Image source: Magellan Midstream Partners corporate website

For even the most secure dividend paying stocks, the thought that future dividend payments may not come is always in the back of investors minds. For investors in Magellan Midstream Partners (MMP), there is always that twinge of fear that the energy industry will have some impact on the company's ability to pay its dividend. These concerns are likely overblown. Based on where the company is going in the coming quarters, it looks like the company should easily be able to keep growing its dividend through 2017. Let's take a look at how the company expects to do it and what, if any, are the potential detractors of that plan.

That's the plan

With 57 straight quarters of dividend increases under its belt, management clearly has its sights set on keeping that streak alive. Based on the company's most recent investor presentation, it plans to raise its payout by at least 8% in 2017. That may even be a conservative estimate because the company has maintained a payout increase of 13% annually since its IPO in 2001. It also raised its guidance for distributable cash flow in 2016 after the first quarter of this year, so the amount of money coming in the door might be better than anticipated and could lead to better growth down the road.

Even though much of Magellan's revenue is generated through fee based contracts, there is still a little room for growth from commodity prices. About 14% of the company's gross profits come from commodity based trading, and much of that part of the business has suffered during this downturn. It has been able to offset this weakness with new assets coming online, but it could lead to some pretty significant gains if we were to see a rebound in prices in the rest of this year and into 2017.

It should have the earnings power

If that turnaround doesn't come, though, Magellan should still have enough in future projects coming online to keep its dividend streak alive without compromising its financial standing. Between now and the middle of 2017, Magellan expects that $910 million in projects that are currently under construction will come online between now and the first half of 2017. The average EBITDA multiple of these investments is 7.1 times, so these are highly profitable projects that should lead to considerable increases in distributable cash flow.

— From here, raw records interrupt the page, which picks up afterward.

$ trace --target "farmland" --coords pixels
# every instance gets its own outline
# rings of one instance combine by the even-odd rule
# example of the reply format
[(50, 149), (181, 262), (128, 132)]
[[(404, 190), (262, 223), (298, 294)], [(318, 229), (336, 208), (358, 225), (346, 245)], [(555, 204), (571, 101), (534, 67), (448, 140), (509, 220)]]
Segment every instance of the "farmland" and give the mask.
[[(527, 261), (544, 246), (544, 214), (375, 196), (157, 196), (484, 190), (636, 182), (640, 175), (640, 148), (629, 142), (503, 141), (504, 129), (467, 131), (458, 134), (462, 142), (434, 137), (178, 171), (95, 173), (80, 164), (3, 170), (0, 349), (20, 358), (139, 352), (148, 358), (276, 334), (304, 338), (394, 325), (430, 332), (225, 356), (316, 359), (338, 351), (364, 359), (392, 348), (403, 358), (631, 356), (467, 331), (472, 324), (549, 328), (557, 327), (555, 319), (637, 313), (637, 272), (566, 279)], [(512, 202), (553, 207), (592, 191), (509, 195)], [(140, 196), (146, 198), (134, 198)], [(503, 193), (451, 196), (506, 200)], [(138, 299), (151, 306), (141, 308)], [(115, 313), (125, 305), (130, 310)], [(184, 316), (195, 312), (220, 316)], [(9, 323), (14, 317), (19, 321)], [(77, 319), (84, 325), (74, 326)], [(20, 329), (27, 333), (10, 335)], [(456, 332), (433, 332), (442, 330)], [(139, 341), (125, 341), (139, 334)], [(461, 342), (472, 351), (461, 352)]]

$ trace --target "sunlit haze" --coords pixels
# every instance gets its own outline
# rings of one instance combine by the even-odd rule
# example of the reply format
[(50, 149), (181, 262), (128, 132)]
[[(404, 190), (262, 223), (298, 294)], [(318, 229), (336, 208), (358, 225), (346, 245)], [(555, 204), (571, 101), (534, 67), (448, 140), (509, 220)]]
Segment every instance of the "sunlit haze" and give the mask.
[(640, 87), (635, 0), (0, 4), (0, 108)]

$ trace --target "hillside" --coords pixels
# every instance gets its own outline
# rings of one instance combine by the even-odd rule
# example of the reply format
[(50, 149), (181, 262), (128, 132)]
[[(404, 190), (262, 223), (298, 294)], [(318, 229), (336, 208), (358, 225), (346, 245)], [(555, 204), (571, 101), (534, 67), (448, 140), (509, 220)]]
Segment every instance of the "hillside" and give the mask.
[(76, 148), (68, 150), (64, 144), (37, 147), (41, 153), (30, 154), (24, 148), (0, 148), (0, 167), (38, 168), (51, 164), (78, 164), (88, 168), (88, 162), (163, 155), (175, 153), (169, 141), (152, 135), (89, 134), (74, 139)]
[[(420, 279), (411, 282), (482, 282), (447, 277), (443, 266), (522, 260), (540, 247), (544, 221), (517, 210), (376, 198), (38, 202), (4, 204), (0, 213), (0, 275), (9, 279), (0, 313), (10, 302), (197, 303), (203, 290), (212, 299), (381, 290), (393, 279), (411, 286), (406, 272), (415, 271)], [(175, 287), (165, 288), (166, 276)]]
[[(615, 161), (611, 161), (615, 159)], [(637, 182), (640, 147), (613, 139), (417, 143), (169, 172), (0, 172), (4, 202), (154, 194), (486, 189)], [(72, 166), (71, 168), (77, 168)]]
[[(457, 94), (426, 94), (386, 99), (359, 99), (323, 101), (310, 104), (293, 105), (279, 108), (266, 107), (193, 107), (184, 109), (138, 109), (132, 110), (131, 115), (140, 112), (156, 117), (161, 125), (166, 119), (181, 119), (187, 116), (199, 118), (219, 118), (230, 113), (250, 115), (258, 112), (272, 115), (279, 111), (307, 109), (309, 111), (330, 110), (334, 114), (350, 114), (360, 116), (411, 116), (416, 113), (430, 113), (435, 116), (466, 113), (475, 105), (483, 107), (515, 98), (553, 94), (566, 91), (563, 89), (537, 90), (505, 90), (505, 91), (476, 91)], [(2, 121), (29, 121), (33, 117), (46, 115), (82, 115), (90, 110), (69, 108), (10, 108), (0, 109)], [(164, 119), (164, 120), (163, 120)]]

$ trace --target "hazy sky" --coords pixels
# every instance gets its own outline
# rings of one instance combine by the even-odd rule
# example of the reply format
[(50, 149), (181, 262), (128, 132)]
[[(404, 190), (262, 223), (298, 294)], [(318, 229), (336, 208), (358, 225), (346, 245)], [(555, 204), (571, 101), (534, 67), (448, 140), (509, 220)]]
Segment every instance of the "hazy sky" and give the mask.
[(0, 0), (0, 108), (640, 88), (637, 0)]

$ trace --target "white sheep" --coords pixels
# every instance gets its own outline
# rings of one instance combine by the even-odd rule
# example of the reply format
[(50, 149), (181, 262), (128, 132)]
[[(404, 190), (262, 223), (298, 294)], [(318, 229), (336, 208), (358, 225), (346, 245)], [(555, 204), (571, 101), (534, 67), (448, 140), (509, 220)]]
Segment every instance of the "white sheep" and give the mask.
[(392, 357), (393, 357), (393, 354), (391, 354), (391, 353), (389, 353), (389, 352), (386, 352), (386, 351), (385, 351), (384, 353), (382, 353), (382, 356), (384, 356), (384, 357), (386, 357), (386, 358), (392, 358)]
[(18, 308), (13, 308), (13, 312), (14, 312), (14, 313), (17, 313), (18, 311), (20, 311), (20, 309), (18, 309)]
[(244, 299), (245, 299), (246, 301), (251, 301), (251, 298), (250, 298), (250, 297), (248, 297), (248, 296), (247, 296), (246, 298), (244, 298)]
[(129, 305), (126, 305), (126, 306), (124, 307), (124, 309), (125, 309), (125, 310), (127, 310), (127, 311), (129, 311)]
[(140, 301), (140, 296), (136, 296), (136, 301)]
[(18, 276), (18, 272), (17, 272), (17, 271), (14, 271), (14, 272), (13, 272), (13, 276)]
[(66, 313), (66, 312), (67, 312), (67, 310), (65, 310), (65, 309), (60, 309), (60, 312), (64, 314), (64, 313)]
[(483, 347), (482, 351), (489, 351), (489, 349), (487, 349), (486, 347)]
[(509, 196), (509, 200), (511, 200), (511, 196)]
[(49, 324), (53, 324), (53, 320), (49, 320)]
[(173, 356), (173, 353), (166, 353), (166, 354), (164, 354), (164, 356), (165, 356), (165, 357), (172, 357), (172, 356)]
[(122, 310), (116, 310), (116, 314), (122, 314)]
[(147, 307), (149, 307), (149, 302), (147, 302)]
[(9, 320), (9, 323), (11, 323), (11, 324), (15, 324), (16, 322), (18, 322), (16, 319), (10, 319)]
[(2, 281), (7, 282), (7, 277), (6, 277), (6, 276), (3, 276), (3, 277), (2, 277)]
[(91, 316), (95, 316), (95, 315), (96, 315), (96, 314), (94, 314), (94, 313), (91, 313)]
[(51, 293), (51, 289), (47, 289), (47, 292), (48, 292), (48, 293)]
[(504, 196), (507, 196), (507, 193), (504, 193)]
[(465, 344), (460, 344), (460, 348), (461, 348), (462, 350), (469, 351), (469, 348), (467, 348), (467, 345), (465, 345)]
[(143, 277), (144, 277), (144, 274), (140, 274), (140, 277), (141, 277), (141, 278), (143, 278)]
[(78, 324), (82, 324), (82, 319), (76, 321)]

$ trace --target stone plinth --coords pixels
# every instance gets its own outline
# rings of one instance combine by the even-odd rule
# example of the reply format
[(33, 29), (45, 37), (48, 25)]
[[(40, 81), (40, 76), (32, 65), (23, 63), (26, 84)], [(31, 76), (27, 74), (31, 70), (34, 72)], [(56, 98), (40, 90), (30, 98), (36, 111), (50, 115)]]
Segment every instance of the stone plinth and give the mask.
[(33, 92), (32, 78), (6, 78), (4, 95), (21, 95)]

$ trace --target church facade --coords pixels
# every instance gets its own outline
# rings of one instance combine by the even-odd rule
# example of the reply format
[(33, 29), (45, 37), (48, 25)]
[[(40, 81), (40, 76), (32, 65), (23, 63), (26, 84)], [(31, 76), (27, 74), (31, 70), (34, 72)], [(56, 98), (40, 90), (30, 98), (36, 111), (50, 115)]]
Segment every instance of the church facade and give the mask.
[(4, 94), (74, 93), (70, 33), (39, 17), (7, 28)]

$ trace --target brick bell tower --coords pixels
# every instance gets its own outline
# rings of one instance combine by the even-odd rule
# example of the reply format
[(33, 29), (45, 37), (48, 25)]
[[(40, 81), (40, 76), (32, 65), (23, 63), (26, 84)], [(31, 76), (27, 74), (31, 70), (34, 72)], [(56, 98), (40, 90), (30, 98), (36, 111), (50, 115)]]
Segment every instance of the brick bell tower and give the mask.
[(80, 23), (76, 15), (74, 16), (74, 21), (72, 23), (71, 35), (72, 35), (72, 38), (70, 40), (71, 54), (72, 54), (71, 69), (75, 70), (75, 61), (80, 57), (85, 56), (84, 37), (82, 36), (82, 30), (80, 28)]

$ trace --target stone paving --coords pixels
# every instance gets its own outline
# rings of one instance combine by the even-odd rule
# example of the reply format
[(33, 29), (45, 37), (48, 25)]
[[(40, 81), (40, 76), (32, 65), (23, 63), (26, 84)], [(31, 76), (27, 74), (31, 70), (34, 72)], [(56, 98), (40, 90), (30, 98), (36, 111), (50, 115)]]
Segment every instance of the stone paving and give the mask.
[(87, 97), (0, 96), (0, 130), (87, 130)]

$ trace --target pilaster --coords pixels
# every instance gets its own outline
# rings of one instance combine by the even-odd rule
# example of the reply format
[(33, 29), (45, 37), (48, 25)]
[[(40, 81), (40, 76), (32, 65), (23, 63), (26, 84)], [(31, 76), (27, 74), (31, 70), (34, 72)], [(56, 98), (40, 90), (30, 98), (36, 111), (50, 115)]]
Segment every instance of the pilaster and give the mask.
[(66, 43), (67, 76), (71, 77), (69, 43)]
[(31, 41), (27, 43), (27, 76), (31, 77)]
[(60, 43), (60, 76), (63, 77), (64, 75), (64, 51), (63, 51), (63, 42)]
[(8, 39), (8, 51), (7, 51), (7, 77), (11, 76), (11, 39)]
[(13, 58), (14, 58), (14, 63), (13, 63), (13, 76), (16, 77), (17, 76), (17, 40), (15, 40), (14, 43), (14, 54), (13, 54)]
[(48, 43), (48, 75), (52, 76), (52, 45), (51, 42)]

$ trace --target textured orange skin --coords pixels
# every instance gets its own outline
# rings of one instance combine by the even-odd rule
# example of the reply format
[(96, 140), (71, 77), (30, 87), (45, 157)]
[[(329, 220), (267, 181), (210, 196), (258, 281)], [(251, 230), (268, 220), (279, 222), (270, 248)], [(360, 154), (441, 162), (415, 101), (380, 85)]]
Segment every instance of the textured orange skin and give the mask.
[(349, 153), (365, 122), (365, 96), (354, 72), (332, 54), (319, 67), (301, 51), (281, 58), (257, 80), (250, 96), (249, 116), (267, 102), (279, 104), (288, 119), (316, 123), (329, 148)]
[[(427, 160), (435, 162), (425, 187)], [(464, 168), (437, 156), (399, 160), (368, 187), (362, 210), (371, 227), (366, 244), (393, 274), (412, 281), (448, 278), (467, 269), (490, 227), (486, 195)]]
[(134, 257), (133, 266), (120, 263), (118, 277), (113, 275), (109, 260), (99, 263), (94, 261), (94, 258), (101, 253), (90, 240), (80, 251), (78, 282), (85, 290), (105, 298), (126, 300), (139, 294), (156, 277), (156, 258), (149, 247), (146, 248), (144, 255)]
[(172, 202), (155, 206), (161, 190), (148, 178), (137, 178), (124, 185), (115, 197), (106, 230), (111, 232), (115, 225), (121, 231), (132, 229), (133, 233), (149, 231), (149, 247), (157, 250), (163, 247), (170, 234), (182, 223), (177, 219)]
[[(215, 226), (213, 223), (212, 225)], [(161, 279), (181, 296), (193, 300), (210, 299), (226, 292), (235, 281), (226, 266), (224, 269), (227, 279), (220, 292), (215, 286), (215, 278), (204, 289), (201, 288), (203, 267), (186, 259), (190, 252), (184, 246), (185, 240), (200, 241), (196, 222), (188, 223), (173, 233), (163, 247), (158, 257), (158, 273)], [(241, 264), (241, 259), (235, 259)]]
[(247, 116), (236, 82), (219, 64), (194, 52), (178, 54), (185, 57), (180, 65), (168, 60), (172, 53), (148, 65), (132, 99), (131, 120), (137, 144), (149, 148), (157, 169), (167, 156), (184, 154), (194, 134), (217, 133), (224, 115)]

It also helps that the company already has some wiggle room to raise its payout if it so wishes. Last quarter, the company's distribution coverage ratio was a respectable 1.19 times with $36 million in cash left over after paying investors. In the event that it can't grow its earnings for some reason over the next few quarters, Magellan certainly has the ability to do something to reward shareholders.

Is there a hurdle?

Pretty much every sign points to Magellan being able to raise its payout in 2017. It's at least worth taking a look at the potential reasons as to why it may not be able to. Much of its revenue is fixed, so there is little worry about a decline in revenue. The biggest concern would be if there are any unforeseen costs or expenses that could disrupt either its current offerings to customers or any of its future projects. That is, of course, the potential of a pipeline or storage tank failure. As we have seen over the years, pipeline leaks or spills tend to attract a lot of media publicity, and recent cleanup charges for such spills can run into the billions depending on the severity of the spill. 

While the chance of such a spill happening is low, the financial impact can be great, so it is something that should always be in the back of investors minds. Longer term, there are other issues that could slow or stall Magellan's growth such as rising interest rates or a slowdown in growth for the energy industry, but the only real threat between now and 2017 would likely be accident related.

What a Fool Believes

By all accounts, it will take a pretty significant event to detract Magellan Midstream Partners from raising its dividend in 2017. It's even harder to find a reason why the company won't be able to keep its quarterly dividend streak alive over that time frame. If you are looking to buy this company, your investment time horizon should be much longer and should consider other threats, but for current investors there is little reason to fear a flat or lower dividend any time soon.